Dr. Samir R. Patel, who took over as
Interim CEO four months ago, shared that
Akari has made significant progress with its PAS-
nomacopan program. In July, the company received encouraging feedback from the US FDA on its pre-Investigational New Drug (Pre-IND) application, and it plans to file a full IND application in 2025 for Phase 1 clinical trials. Akari has also successfully produced its first full-scale batch of PAS-nomacopan under Good Manufacturing Practice (GMP) conditions, suitable for clinical use, with assistance from
Wacker Biotech GmbH. This batch will support both final IND-enabling studies and initial clinical trials.
Aside from the progress on PAS-nomacopan, Akari is also working on completing its merger with
Peak Bio, which is expected to close in the fourth quarter of 2024. The merged entity will prioritize Peak’s antibody drug conjugate (ADC) technology and Akari’s PAS-nomacopan program. This strategic pivot led to the suspension of Akari’s HSCT-TMA program.
Recent organizational changes include the appointment of Dr. Patel as Interim CEO, compensated solely through equity. The company also implemented cost-reduction measures, including a reduction in the workforce and the elimination of certain senior management roles. Dr. Patel and Dr. Ray Prudo, the Chairman of the Board, each provided $500,000 in unsecured convertible notes to support the company’s operations. Moreover, Akari raised $7.6 million through a private placement involving American Depositary Shares (ADSs) and warrants.
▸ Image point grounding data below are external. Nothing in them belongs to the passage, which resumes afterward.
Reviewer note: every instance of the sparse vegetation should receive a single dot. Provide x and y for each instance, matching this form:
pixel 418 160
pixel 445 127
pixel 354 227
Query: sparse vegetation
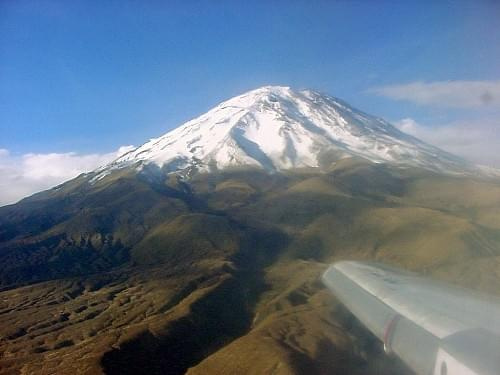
pixel 219 273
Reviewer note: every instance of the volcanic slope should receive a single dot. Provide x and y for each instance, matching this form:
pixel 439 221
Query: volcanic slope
pixel 201 250
pixel 224 276
pixel 277 128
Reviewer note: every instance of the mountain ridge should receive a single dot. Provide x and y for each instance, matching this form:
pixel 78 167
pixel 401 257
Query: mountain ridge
pixel 278 128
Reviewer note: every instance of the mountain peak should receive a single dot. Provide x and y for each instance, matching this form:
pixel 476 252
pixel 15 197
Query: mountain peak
pixel 277 128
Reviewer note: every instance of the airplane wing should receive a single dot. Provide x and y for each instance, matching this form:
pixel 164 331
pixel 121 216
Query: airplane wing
pixel 435 328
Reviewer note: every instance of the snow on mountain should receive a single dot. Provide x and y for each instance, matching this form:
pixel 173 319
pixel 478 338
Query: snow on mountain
pixel 279 128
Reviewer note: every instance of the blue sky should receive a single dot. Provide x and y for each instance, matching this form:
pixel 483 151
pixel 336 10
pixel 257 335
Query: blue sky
pixel 87 77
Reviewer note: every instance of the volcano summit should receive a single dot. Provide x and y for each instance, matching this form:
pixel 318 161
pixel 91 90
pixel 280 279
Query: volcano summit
pixel 277 128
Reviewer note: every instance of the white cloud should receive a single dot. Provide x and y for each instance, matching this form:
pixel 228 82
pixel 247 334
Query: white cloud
pixel 451 94
pixel 24 175
pixel 477 141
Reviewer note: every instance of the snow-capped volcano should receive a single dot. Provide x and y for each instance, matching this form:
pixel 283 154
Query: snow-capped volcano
pixel 279 128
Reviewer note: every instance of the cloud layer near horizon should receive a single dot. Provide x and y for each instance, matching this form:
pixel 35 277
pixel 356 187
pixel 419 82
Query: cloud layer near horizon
pixel 477 141
pixel 450 94
pixel 21 176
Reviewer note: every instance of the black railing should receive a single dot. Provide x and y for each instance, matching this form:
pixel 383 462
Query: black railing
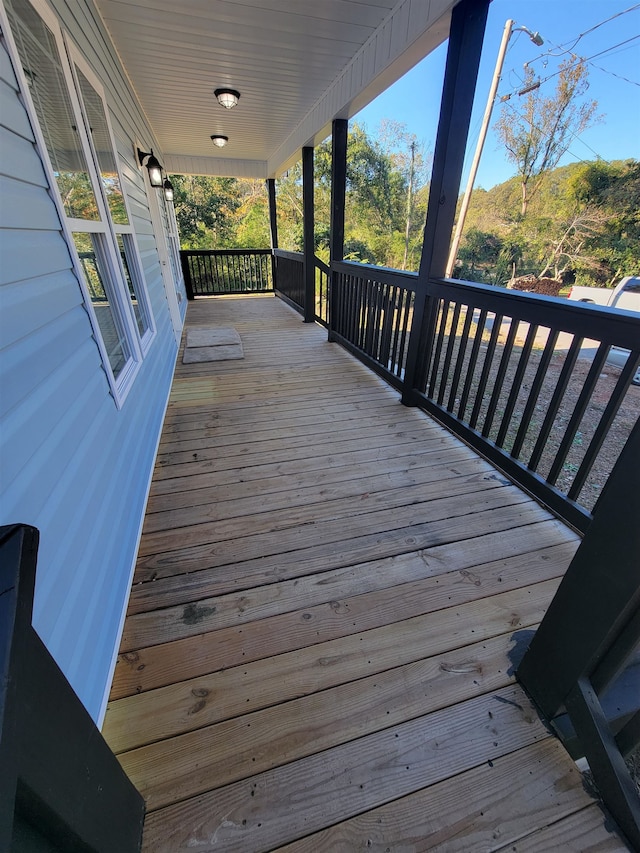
pixel 371 314
pixel 61 787
pixel 290 277
pixel 503 371
pixel 322 283
pixel 217 272
pixel 584 656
Financially, Akari's cash reserves increased to $4.2 million as of June 30, 2024, up from $3.8 million at the end of 2023. Research and development expenses rose significantly to $3.3 million for the quarter and $5.6 million year-to-date, largely due to increased costs associated with PAS-nomacopan’s development. General and administrative expenses decreased to $2.2 million for the quarter and $4.9 million year-to-date, attributed to the reduced headcount following the workforce reduction. The company also incurred merger-related costs of $0.3 million for the quarter and $1.3 million year-to-date due to the Peak Bio merger. Net loss for the quarter stood at $7.6 million and $13.1 million for the first half of the year.
The merger between Akari and Peak Bio, announced in March 2024, will create a combined entity continuing under the Akari Therapeutics name and trading on the Nasdaq Capital Market. The merger terms include an all-stock transaction with an implied equal equity ownership split between Akari and Peak shareholders, contingent on certain adjustments. This merger aims to leverage the strengths of both companies, with Akari’s PAS-nomacopan program and Peak’s ADC technology at the forefront.
In summary, Akari Therapeutics is advancing its therapeutic platforms while strategically restructuring through a merger with Peak Bio. The company is focused on its PAS-nomacopan development for GA and exploring additional licensing and partnership opportunities. Financially, Akari is managing increased research costs while streamlining its operations to support long-term strategic goals. The merger with Peak Bio is a significant step, promising to enhance the combined entity's capabilities and market presence.